Friday, September 28, 2012
our house is a sailboat
It's like time stood still just long enough for us to open up to bliss and savor before we were thrown on board on this whirlwind thing; no, *these* whirlwind things. "Weary legged," a friend of mine said the other day over coffee, commenting on how she personally felt this fall after an intense stretch of professional change.
I've always thought of our house as my sanctuary, but what happens when there's a whirlwind of change going on at home too?

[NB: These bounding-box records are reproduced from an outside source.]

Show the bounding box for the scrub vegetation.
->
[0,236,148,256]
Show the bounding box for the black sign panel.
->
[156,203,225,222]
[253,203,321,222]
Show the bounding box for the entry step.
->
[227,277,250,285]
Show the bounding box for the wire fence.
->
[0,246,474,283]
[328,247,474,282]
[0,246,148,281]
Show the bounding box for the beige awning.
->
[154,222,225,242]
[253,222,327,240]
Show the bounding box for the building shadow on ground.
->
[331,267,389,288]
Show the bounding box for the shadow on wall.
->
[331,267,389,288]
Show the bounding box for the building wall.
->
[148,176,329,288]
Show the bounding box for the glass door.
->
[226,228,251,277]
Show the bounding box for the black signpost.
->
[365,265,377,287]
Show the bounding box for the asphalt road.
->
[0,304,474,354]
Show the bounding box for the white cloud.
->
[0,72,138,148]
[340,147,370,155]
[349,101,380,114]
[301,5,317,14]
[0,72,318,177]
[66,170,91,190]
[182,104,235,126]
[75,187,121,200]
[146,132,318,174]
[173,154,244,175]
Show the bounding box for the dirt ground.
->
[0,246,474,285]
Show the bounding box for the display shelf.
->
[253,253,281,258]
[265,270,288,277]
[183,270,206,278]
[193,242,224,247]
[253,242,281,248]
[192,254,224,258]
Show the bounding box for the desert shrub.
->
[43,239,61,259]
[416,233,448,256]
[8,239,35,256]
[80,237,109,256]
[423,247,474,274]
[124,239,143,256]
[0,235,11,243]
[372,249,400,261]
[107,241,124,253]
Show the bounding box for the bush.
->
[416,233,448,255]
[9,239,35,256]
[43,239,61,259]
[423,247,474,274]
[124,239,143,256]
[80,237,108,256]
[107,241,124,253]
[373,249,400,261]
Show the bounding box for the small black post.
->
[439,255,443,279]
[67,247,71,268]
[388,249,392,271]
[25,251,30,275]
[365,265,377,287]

I saw my therapist again earlier this week after more than three months off, savoring said bliss. She encouraged me to think of where home is in all of this. She left me with that question, but at a later point in the conversation she started talking about sailboats. I can't remember what the context was, but then it struck me: some people live on boats! Some people live on boats with sails!
Now, I'm not much of a sailor, but from my experience, when the sailboat moves really fast, it doesn't necessarily feel like you need to hold on so much as it feels like you need to align yourself with the winds and the waves to sail smoothly.
I lived on a houseboat one summer in Seattle while still in grad school, housesitting for a professor. I remember walking to campus after the weekend, feeling the solidness of the ground strange in its fixedness.
Sailing fast doesn't necessarily leave a person weary legged; sometimes it's the most beautiful and serene thing to do, even as it invigorates; even as it takes you far away.
In the days and weeks ahead to come, I'm going to approach life more with this mindset: where I not so much grasp for something to hold onto, but tune into the waves and the winds that will help glide me forward.